Слова вылетают изо рта совершенно неосознанно, но я понимаю, что они правдивы. Действительно нервничаю. Видеть всех этих людей, ужинать с ними. Колдун, который спас меня, парень, который меня вылечил, девушка, которая меня вымыла, шут, который со мной подружился. Я у каждого из них в долгу, и все же они мои враги. Они так добры ко мне, и все же я готовлюсь их убить. Это так путает мысли, что под ложечкой собрался тугой тяжелый ком.

– Понимаю. – Он поворачивается ко мне с сочувственной улыбкой. – Если станет совсем невмочь, просто извинись и уйди. Скажешь, что плохо себя чувствуешь. Все тебя поймут.

– Все будет в порядке.

Джордж пристально смотрит на меня.

– Оглядись вокруг, – говорит он, разводя руками. – Я знаю, ты привыкла к королевскому дворцу, но тут тоже отличный дом. Возьмем, к примеру, вот эту дорожку. – Он указывает на дорожку, идущую по всей длине коридора. Красивая, сплетена из темно-синей, желтой и зеленой материи. – Ее смастерила слепая женщина, у которой нет руки. Не правда ли поразительно? Это случилось больше пятисот лет назад. Конечно, у нее много времени ушло на работу…

– Правда?

– О да, – отвечает он торжественно. – Видишь ли, когда вкладываешь деньги в изящные предметы домашнего обихода, главное – найти ремесленника с наибольшим числом физических недостатков. Тогда можно набивать цену до бесконечности.

Я закатываю глаза, но он идет вперед, даже не взглянув на меня.

– Видишь портрет? – Он указывает на картину, которую я чуть не сшибла, – женщина с мрачной физиономией. – Написан карликом. Приходилось целыми часами стоять на стремянке, чтобы доставать до мольберта. Картины, написанные карликами, стоят втрое против картин, написанных людьми обычного размера.

Я чувствую, как мои губы начинают невольно расползаться в улыбке.

– А эти вот, – Джордж указывает на медные подсвечники, закрепленные на стенных панелях темного дерева, каждый в форме цветка ириса, – ковал кузнец, у которого ни рук, ни ног, одно туловище. Можешь себе представить? Он все это выковал лишь зубами и языком. Исключительные вещи! Попробуй-ка такое оценить.

Я смеюсь – не могу удержаться. Джордж кладет ладонь мне на руку и ведет по коридору. Где-то в середине его рассказа о глухом мастере, вырезающем лютни, я замечаю, что мы уже спустились, стоим посередине огромной прихожей. Прямо передо мной – деревянные двустворчатые двери, по краям их большие окна со средником, и в каждое инкрустирована эмблема из цветного стекла: солнце, обрамленное квадратом, затем треугольник, затем еще круг, который на самом деле – змея, глотающая собственный хвост. Эмблема реформистов.

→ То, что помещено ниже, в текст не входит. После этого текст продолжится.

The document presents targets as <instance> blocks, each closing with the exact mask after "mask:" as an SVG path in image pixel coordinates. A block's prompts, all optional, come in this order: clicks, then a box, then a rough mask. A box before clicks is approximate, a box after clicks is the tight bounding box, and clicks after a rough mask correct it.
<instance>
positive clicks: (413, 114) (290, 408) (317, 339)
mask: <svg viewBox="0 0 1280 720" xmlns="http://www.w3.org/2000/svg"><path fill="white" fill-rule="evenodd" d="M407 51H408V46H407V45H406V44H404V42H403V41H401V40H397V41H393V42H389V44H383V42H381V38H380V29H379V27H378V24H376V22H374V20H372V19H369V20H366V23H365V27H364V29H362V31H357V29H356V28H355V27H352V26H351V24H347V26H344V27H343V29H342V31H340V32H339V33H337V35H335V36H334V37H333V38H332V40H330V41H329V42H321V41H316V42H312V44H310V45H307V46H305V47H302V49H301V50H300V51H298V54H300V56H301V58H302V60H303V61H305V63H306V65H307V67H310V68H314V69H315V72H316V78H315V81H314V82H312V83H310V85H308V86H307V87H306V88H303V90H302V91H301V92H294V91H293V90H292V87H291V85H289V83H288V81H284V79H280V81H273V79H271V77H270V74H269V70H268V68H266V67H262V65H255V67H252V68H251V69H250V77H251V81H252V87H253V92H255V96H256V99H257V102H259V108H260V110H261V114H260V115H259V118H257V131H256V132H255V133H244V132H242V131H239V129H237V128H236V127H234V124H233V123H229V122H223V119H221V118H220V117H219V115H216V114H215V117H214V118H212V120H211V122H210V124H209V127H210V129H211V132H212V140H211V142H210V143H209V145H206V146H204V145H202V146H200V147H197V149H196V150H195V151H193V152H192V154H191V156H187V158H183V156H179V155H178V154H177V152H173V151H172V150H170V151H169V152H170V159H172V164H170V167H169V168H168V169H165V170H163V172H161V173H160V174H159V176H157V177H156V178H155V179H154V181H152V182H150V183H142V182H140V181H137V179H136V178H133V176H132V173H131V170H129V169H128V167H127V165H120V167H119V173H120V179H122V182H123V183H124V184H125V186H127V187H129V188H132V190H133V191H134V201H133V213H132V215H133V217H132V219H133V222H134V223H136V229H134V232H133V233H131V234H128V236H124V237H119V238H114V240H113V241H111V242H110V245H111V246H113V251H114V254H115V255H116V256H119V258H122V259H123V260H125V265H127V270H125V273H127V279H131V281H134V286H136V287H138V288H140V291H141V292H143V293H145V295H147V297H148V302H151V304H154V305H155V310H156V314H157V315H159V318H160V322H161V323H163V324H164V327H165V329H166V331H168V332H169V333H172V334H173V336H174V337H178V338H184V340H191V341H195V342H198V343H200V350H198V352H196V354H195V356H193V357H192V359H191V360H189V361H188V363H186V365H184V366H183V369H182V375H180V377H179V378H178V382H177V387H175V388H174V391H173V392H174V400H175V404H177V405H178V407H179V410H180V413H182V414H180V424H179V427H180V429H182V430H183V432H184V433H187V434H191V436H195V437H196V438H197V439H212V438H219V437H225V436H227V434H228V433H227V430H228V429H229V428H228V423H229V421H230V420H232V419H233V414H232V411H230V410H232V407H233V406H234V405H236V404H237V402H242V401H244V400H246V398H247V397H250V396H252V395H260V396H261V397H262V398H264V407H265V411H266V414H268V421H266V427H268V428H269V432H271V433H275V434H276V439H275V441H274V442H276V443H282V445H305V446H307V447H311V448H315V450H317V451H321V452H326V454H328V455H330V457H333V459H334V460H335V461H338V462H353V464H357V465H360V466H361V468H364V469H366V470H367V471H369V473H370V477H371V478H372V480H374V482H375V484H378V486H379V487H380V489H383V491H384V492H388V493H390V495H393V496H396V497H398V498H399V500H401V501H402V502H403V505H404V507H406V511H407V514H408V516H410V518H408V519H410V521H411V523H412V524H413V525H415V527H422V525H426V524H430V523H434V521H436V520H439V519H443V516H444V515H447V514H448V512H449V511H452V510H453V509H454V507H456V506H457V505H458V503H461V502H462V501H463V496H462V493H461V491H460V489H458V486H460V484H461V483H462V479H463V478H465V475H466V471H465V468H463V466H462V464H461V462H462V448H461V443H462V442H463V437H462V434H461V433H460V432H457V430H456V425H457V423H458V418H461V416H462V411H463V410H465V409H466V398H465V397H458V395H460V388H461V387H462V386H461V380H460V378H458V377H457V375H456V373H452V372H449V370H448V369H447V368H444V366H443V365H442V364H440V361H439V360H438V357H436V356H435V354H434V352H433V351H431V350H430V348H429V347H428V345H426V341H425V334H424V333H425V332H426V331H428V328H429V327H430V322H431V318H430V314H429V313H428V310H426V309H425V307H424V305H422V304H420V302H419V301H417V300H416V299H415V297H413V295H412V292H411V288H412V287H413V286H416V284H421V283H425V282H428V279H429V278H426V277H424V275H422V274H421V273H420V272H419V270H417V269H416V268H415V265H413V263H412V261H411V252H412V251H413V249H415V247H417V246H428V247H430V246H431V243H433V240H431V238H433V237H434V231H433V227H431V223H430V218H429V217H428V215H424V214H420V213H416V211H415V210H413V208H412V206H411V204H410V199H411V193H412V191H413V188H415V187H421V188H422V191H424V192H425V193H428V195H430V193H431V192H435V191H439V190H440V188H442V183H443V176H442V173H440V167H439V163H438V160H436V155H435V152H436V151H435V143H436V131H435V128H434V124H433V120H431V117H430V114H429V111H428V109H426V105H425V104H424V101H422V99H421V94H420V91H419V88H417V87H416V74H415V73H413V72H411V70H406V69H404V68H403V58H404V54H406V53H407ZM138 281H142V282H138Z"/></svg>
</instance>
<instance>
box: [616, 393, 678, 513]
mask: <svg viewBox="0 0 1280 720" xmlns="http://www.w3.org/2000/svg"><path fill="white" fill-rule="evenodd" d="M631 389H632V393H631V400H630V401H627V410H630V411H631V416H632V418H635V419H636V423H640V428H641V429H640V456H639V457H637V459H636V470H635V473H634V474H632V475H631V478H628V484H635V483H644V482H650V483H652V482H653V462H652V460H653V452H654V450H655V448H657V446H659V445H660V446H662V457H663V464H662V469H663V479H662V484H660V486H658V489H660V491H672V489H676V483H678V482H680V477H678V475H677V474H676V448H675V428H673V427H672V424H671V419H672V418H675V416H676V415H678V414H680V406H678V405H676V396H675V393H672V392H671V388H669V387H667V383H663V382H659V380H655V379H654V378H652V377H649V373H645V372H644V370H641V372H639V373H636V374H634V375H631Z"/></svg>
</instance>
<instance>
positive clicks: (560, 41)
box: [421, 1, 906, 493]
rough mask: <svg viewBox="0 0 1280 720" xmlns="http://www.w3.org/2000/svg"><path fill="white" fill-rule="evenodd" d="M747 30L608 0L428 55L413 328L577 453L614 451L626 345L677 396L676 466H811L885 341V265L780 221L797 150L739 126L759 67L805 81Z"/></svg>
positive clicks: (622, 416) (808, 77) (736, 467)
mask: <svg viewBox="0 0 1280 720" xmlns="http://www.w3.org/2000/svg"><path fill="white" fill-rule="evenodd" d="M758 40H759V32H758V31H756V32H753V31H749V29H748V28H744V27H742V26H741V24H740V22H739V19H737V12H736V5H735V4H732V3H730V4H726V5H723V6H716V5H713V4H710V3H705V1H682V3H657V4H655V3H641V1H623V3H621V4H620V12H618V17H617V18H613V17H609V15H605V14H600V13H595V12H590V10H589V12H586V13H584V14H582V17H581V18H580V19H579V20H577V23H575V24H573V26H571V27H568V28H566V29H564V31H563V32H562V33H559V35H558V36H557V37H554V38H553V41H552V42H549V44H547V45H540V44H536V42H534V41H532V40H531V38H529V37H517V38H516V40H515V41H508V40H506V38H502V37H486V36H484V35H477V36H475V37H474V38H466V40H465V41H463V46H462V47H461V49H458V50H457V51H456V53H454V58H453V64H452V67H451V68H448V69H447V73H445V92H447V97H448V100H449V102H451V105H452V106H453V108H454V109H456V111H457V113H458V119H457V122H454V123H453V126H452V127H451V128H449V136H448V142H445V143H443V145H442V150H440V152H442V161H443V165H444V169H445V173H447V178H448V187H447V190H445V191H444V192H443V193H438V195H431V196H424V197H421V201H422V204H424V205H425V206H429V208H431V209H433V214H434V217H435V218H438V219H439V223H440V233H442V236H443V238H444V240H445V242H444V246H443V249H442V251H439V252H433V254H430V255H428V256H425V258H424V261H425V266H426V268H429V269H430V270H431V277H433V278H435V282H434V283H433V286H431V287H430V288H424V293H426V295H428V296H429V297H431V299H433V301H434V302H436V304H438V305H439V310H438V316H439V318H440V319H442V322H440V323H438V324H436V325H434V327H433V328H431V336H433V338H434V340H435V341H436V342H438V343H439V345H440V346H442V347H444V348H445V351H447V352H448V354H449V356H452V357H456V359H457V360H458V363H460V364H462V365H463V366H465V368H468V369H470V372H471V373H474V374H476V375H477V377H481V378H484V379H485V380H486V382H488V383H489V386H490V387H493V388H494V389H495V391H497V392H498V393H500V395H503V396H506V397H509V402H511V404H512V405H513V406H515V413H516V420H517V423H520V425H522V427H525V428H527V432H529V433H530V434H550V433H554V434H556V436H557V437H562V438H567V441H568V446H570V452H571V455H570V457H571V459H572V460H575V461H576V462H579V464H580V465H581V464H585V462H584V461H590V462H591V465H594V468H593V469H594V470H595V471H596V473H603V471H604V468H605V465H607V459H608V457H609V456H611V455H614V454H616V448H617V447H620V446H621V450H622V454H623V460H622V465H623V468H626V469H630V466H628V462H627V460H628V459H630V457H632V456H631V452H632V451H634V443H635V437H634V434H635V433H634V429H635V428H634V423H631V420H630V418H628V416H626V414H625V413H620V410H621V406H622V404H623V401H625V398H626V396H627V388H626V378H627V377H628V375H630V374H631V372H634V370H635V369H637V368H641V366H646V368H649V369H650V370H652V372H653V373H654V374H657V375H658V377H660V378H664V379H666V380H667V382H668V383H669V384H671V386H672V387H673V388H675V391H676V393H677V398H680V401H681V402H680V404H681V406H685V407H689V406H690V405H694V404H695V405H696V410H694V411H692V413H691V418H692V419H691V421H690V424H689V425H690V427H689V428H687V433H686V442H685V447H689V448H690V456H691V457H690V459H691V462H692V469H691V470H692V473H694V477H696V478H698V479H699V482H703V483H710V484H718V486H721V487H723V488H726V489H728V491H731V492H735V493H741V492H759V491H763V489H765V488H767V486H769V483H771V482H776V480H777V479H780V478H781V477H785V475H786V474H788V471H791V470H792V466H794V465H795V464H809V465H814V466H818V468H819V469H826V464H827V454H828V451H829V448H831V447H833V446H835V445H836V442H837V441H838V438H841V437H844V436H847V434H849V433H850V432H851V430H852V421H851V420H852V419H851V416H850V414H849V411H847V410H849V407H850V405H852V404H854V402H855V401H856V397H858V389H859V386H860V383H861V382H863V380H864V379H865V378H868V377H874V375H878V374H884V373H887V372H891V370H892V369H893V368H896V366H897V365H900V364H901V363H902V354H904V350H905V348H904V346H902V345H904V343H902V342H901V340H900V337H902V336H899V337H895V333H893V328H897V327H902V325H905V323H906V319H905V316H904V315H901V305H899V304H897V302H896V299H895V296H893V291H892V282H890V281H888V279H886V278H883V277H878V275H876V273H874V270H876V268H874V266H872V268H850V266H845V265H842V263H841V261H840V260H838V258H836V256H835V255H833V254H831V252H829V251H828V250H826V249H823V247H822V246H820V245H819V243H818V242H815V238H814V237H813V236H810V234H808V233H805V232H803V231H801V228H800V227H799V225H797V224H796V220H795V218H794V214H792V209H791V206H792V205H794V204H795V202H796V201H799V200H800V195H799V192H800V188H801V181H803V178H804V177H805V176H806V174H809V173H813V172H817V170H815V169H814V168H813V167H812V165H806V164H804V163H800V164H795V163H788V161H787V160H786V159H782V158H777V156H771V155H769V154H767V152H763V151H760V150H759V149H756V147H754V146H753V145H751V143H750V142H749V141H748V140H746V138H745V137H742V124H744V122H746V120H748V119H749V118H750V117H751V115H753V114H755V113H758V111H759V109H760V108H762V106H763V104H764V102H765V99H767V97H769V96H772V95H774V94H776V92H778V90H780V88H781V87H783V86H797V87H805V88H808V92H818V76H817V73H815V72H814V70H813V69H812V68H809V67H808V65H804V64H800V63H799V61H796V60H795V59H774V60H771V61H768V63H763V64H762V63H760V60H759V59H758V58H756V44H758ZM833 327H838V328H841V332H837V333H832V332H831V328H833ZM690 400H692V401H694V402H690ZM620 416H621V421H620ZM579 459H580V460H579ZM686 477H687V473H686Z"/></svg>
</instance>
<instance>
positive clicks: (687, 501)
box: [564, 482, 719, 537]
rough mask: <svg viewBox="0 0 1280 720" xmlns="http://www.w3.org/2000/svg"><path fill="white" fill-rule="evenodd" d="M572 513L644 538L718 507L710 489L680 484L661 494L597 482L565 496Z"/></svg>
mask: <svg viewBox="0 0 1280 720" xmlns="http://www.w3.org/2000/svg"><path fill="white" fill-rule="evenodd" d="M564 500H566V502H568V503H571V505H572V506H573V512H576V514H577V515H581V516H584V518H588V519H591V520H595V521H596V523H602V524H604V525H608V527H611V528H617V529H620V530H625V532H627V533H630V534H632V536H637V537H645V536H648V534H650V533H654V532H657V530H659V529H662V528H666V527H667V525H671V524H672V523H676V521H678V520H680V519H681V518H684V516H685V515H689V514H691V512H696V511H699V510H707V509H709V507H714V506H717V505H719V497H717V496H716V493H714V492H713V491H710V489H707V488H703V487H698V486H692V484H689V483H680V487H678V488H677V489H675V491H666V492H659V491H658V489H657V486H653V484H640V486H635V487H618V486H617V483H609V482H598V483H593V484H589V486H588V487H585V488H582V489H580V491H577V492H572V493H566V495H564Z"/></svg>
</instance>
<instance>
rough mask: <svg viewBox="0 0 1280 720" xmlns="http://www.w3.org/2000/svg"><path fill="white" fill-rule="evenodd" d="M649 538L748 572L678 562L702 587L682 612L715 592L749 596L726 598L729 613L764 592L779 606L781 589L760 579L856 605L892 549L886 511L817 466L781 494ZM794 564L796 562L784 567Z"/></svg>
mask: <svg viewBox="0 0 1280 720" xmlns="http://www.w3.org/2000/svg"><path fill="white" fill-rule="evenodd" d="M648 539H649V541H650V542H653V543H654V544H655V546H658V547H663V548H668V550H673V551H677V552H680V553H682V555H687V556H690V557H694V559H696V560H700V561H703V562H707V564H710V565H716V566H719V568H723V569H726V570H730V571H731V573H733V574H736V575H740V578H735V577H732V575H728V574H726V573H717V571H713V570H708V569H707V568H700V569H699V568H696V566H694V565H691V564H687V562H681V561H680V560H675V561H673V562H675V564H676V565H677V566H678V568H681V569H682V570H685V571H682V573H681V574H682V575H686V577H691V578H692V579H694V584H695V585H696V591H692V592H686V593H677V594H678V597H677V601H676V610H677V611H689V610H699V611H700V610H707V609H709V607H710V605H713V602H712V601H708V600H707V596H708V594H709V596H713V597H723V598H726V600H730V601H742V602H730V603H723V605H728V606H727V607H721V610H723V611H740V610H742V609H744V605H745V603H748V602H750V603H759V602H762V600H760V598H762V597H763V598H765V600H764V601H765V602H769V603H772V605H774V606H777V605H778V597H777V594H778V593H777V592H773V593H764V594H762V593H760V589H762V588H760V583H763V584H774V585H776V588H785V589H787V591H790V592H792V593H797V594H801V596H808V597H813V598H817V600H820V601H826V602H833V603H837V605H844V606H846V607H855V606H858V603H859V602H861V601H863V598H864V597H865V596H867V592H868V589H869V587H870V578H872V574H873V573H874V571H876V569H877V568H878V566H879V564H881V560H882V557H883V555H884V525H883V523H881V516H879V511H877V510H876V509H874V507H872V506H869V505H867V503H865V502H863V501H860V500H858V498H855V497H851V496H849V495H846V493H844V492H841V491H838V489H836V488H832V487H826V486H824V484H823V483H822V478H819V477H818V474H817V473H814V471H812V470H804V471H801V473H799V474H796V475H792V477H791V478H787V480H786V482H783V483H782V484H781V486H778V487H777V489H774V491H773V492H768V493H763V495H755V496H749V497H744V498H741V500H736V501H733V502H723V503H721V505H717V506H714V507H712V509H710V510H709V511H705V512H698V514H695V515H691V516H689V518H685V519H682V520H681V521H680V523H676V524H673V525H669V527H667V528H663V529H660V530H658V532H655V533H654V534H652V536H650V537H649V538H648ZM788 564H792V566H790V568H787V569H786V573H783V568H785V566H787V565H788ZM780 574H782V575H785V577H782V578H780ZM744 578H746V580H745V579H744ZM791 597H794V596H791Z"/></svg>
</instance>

На самом деле это алхимический глиф: набор символов, у каждого из которых свое значение. Солнце – свет, просвещение, заря новой жизни. Квадрат – физический мир. Треугольник – символ огня, катализатора перемен. Змея же – Уроборос – означает единство.

Объединенные в одно целое, эти символы порождают новый – символ сотворения философского камня, субстанции, превращающей обычные металлы в золото. Этого не реформисты пытаются достигнуть, а алхимики, но конечная цель одна и та же: перемена. Они хотят добиться в Энглии перемен: в политике, в умонастроении, в точке зрения на магию.

Это очень похоже на идею о превращении металлов в золото. Главным образом – своей невозможностью.

– Он лютни не слышит, так что ты ни в жизнь не догадаешься, как он ее настраивает, – продолжает Джордж. – Берет за гриф и вставляет его себе в… в чем дело?

Я смотрю поверх его плеча и вижу, что они уже сидят за огромным обеденным столом. Не различаю, кто именно, не могу понять, сколько их. Едва-едва осознаю их присутствие. Потому что то, что здесь происходит, в этой комнате, эта магия… нет.

Делаю шаг назад, еще один. Сердце набирает скорость, живот стягивает судорога – как перед охотой. Только здесь охоты не будет – если я себя не выдам. Я даже сбежать не могу, хотя и очень хочется. Хочется куда-нибудь подальше, подальше отсюда.

Там, где должен быть потолок, нет ничего. Широкий кусок неба, и вся Вселенная клубится надо мной в темноте.